Plaintiff's proof of retaliation is far from overwhelming. Even crediting his allegation that adverse actions began to be taken against him after he began to engage in protected speech, "such temporal proximity is insufficient to satisfy [plaintiff's] burden to bring forward some evidence of pretext." El Sayed v. Hilton Hotels Corp., 627 F.3d 931, 933 (2d Cir. 2010). Plaintiff has, however, also submitted some evidence that some of the actions of which he complains, such as unfavorable evaluations, were unwarranted; in fact, plaintiff contends that some of them were overturned on administrative appeal. See Plaintiff's Aff. (Dkt. #174) at 20 and Ex. 5.

In addition, and perhaps more to the point, defendants have failed to carry their burden on summary judgment. "On a motion for summary judgment, of course, the moving party has the burden of showing that no genuine issue of material fact exists and that the undisputed facts entitle him to judgment as a matter of law, and in ruling on such a motion, the district court must draw all factual inferences in favor of, and take all factual assertions in the light most favorable to, the party opposing summary judgment." Coollick v. Hughes, 699 F.3d 211, 219 (2d Cir. 2012) (quoting In re State Police Litig., 88 F.3d 111, 123 (2d Cir. 1996)) (internal citation and quotation marks omitted). In fact, even an unopposed motion for summary judgment should be granted only when the moving party has met its burden of establishing no genuine dispute of material fact and its entitlement to judgment as a matter of law. See Vermont Teddy Bear Co., Inc. v. 1-800 Beargram Co., 373 F.3d 241, 244 (2d Cir. 2004).

As stated, defendants have utterly failed to carry that initial burden. It is not this Court's responsibility to do counsel's work for them by scouring the record to determine whether counsel's conclusory arguments hold water. See Garrett v. Selby Connor Maddux & Janer, 425 F.3d 836, 841 (10th Cir. 2005) ("merely including an issue within a list [is not] adequate briefing"); Abbasid, Inc. v. Los Alamos Nat. Bank, No. CV-09-00354, 2010 WL 9485873, at *1 (D.N.M. July 23, 2010) ("where counsel has failed to provide the Court with even the minimal factual and legal research necessary to the Court's analysis of the issues presented, the Court is under no obligation to, and will not, do counsel's work for them"), aff'd, 666 F.3d 691 (10th Cir. 2012); see also Northwestern Nat'l Ins. Co. v. Baltes, 15 F.3d 660, 662-63 (7th Cir. 1994) ("District judges are not archaeologists. They need not excavate masses of papers in search of revealing tidbits") (Easterbrook, J.). If the State is serious about the motion, it must make the necessary effort.[2]

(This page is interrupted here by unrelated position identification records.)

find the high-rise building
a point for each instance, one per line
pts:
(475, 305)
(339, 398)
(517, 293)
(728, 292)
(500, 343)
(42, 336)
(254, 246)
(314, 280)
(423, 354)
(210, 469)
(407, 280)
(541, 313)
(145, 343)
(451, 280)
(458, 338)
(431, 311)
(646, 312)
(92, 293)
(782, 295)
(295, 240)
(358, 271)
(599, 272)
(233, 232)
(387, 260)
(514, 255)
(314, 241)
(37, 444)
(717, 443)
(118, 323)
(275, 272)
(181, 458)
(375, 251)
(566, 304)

Perhaps on a more thoroughly briefed and well-supported motion, summary judgment might be appropriate here. As it stands now, though, defendants' motion, insofar as it rests on the argument that plaintiff has failed to show adverse action or present proof of retaliation, must be denied.

After reviewing the record, however, I do conclude that plaintiff has failed to present adequate proof of personal involvement with respect to the following defendants: John Nuttall, Tom Knight, James Kessel, Chad Powell, Mary Mayville, and George Glassanos. Accordingly, plaintiff's claims against those six defendants are dismissed.

V. Due Process

Plaintiff also alleges that defendants have violated his due process rights under the Fourteenth Amendment. See Amended Complaint (Dkt. #120) ¶ 20. Defendants contend that this claim should be dismissed on the ground that plaintiff has received all the process to which he is due.

Although plaintiff asserts that he has been denied substantive due process, see Plaintiff's Aff. (Dkt. #179) at 8, it is apparent from his complaint and other papers that his claim fits more comfortably within the notion of procedural due process. See Vinyard v. Wilson, 311 F.3d 1340, 1356 (11th Cir. 2002) (explaining differences between the two). Accordingly, the Court construes it as such.

It is also apparent that this claim is based on random, unauthorized acts by state employees, rather than on established state procedures. Plaintiff does not allege that established state procedures worked a deprivation of his rights; he alleges that individual state actors did so, with no justification under state or federal law. The question, then, is whether post-deprivation procedures were available and adequate. See DiBlasio v. Novello, 344 F.3d 292, 302 (2d Cir. 2003); Nash v. McGinnis, 585 F.Supp.2d 455, 461 (W.D.N.Y. 2008).

Plaintiff does not deny that post-deprivation procedures were available. By his own admission, he availed himself of them. He does contend that those procedures were inadequate, but he has failed to demonstrate how.

The gist of plaintiff's arguments seems to be that post-deprivation state procedures, such as an Article 78 proceeding, could not provide him with damages for the wrongs that he suffered. But that does not equate to a due process violation. The underlying wrongs complained of are the alleged retaliatory acts in violation of plaintiff's First Amendment rights. Plaintiff can attempt to, and does, seek to vindicate those rights in this § 1983 action. To say that he has been deprived of his due process rights because he cannot recover damages in an Article 78 proceeding would mean that virtually every civil rights plaintiff would be entitled to assert a due process claim.

Plaintiff also claims to have suffered some lasting effects (such as denials of promotions) from defendants' acts, that either cannot or have not been remedied by his administrative proceedings. Some of those allegations are purely conclusory and are not supported by the record. To the extent that they are supported by evidence in the record, it appears that plaintiff has simply alleged that defendants have continued to retaliate against him. If so, then the problem is not the inadequacy of state procedures, but the continuation of defendants' retaliatory behavior. Such claims can and should more properly be addressed within the context of plaintiff's First Amendment claim. Plaintiff's due process claim is therefore dismissed.

VI. Plaintiff's Motion for Summary Judgment

Plaintiff has also moved for summary judgment (Dkt. #174). As should be apparent from the preceding discussion, I find that there are genuine issues of material fact concerning his First Amendment claim, particularly concerning whether he suffered any adverse actions at the hands of defendants, and whether those actions were the result of defendants' retaliatory motives. Plaintiff's motion is therefore denied.


Defendants' motion for summary judgment (Dkt. #172) is granted in part and denied in part. Plaintiff's second cause of action, alleging a due process violation, is dismissed. Plaintiff's claims against defendants John Nuttall, Tom Knight, James Kessel, Chad Powell, Mary Mayville, and George Glassanos are dismissed. In all other respects, defendants' motion is denied. Plaintiff's motion for summary judgment (Dkt. #174) is denied.